By Sree Vidya Bhaktavatsalam - Bloomberg News
Thomas Metzold, manager of the Eaton Vance National Municipals Fund, outperformed all of his peers and most stock funds over the past five years by purchasing bonds other investors avoided.
"We were willing to hold deep-discount bonds that nobody wanted," including those backed by payments from bankrupt airlines and tobacco companies that faced billions of dollars in legal costs, Metzold said in an interview from his office in Boston. "We picked the perfect time to buy."
The $4.3 billion fund, managed by Eaton Vance Corp., gained 11 percent in the past 12 months (through Oct. 31), double the average of its competitors. It advanced at an 8.3 percent annual rate since 2001, ranking first of 261 competing funds tracked by Chicago-based Morningstar.
The Standard & Poor's 500 index rose 7.3 percent a year in the same period.
Municipal bonds climbed this year after the Federal Reserve ended its two-year campaign of raising interest rates. Muni funds that invest in long-term securities increased 4.1 percent in 2006, the most in four years, Morningstar reported.

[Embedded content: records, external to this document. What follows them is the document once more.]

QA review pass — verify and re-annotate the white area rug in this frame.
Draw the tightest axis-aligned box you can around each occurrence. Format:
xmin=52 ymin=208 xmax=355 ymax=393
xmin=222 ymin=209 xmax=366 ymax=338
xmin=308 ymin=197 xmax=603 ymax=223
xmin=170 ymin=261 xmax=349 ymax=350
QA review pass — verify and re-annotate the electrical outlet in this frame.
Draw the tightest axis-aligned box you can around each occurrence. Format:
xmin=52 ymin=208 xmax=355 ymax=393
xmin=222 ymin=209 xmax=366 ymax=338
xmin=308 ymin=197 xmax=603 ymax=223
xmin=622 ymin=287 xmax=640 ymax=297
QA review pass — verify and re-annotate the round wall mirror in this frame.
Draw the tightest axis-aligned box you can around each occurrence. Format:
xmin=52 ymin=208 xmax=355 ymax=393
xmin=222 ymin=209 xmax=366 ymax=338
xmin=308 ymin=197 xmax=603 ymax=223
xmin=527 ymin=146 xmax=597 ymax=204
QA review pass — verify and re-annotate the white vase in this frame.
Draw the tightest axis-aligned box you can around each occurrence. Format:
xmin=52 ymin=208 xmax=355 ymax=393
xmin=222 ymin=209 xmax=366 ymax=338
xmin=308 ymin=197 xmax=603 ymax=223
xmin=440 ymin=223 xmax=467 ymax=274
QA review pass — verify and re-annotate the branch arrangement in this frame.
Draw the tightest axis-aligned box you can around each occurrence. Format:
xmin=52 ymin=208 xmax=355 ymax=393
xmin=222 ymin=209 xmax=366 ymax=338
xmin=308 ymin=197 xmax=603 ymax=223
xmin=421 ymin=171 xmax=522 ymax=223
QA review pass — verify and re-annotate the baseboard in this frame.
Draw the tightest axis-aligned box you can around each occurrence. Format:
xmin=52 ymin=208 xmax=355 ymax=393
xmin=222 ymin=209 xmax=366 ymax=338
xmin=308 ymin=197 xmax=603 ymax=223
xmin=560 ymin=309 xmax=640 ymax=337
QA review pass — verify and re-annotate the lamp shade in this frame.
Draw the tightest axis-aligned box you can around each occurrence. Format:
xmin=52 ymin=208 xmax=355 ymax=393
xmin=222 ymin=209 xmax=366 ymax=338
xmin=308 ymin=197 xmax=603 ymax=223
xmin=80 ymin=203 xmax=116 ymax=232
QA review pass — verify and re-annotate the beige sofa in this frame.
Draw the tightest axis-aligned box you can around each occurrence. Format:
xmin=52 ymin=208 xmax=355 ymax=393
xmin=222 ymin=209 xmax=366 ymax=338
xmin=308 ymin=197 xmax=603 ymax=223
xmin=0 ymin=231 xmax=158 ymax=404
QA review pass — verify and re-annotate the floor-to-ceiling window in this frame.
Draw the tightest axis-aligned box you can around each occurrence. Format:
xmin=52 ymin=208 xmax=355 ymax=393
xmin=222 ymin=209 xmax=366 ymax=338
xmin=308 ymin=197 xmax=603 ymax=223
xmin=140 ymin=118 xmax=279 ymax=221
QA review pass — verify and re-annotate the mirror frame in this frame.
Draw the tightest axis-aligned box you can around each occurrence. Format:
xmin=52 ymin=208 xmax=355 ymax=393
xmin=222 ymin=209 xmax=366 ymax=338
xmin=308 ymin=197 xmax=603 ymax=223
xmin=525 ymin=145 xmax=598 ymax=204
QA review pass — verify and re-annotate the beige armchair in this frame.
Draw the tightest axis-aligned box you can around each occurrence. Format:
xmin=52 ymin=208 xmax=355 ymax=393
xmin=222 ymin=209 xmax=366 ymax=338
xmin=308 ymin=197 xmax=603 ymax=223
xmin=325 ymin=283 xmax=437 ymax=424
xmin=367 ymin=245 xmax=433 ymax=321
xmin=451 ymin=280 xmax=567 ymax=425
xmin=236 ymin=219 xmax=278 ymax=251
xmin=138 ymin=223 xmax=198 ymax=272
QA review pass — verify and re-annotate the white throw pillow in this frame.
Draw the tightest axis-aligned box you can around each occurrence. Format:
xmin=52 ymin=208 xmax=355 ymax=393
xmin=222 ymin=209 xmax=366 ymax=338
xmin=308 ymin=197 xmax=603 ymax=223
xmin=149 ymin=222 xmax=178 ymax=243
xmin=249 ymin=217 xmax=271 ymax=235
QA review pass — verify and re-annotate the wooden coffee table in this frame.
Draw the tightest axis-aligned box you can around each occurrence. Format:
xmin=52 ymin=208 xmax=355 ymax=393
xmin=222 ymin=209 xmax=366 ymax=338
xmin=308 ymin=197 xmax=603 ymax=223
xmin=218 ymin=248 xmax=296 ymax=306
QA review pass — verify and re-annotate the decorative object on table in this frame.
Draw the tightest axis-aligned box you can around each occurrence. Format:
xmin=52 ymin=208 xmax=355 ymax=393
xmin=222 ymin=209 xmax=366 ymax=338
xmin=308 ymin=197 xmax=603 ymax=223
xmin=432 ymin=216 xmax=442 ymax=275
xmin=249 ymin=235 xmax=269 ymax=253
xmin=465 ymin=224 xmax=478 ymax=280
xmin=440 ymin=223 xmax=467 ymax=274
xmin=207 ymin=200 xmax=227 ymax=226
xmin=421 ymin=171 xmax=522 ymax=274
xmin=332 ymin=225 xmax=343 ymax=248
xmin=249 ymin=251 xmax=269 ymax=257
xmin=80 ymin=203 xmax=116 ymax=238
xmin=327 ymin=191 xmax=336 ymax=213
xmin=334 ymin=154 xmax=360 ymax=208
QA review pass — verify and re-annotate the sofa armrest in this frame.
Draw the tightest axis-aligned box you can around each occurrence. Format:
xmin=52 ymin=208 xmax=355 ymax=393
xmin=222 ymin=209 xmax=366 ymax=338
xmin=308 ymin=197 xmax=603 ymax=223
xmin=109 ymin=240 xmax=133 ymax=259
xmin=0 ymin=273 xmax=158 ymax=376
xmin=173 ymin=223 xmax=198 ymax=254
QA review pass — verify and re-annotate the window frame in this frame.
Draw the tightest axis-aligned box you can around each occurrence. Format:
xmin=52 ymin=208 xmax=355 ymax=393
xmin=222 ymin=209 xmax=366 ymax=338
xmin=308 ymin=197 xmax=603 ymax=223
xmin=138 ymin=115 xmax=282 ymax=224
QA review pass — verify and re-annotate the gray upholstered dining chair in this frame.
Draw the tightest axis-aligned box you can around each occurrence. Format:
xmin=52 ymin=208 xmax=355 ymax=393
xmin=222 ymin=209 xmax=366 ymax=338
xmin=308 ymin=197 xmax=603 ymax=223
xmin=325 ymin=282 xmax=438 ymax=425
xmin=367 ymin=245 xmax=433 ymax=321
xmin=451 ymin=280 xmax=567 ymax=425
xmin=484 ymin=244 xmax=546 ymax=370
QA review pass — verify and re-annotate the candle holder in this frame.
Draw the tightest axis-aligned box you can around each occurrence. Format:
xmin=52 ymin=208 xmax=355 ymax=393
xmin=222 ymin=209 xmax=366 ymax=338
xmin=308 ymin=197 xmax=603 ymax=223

The Eaton Vance fund has about 12 percent of its assets in bonds that don't have credit ratings and typically pay higher interest than the average 3.8 percent on top-rated 10-year municipal general obligation bonds, according to data compiled by Bloomberg.
The next-best muni fund managed by a different fund family, the $481 million Pioneer AMT-Free Municipal Bond Fund, has 1.3 percent of its assets in unrated debt, and rose at a 5.7 percent annual pace in the past five years. Pioneer AMT is run by Boston-based Pioneer Investment Management.
Investors typically choose municipal bond funds because they are shielded from federal taxes. People in the 31 percent tax bracket earned about 11 percent a year from the Eaton Vance fund since 2001.
Metzold has 5.5 percent of the fund in airline bonds. He started buying the securities when prices fell after the Sept. 11 attacks. Another 2 percent is in bonds backed by some of the $206 billion that tobacco companies agreed to pay as part of a 1998 settlement.
Among his most lucrative bets were United Airlines bonds issued for Denver International Airport in 1992. Metzold bought the securities when they were trading at 90 cents on the dollar. He added more when they plunged to 68 cents in 2003 after United sought to get them reclassified as unsecured debt in its bankruptcy filing.
The bonds, which pay a 6.875 percent coupon, now trade at $1.03 on the dollar because United has emerged from bankruptcy. They represented about 1.5 percent of the fund's assets in of June.
Metzold invested in tobacco bonds as prices plunged in 2003, when an Illinois court awarded $10 billion in damages to smokers of so-called light cigarettes. He stopped adding to those positions once they rallied after bankruptcy threats receded and tobacco companies won victories in class-action lawsuits.
The Eaton Vance fund bought tobacco bonds issued by New Jersey in 2003 when they were trading at an average price of about 86 cents on the dollar. The bonds, which pay a 6.75 percent coupon, now cost about $1.14.
Metzold's fund has Morningstar's highest rating of five stars. The fund has a Sharpe ratio of 1.65, compared with 0.37 for competing funds. A higher Sharpe ratio means better risk-adjusted returns.
"The key here is that Tom Metzold has an uncanny ability to be effective with these bets," said Morningstar analyst Eric Jacobson.
Metzold has 11 percent of the fund in industrial-development bonds, which are issued by local authorities to finance construction of factories and manufacturing plants.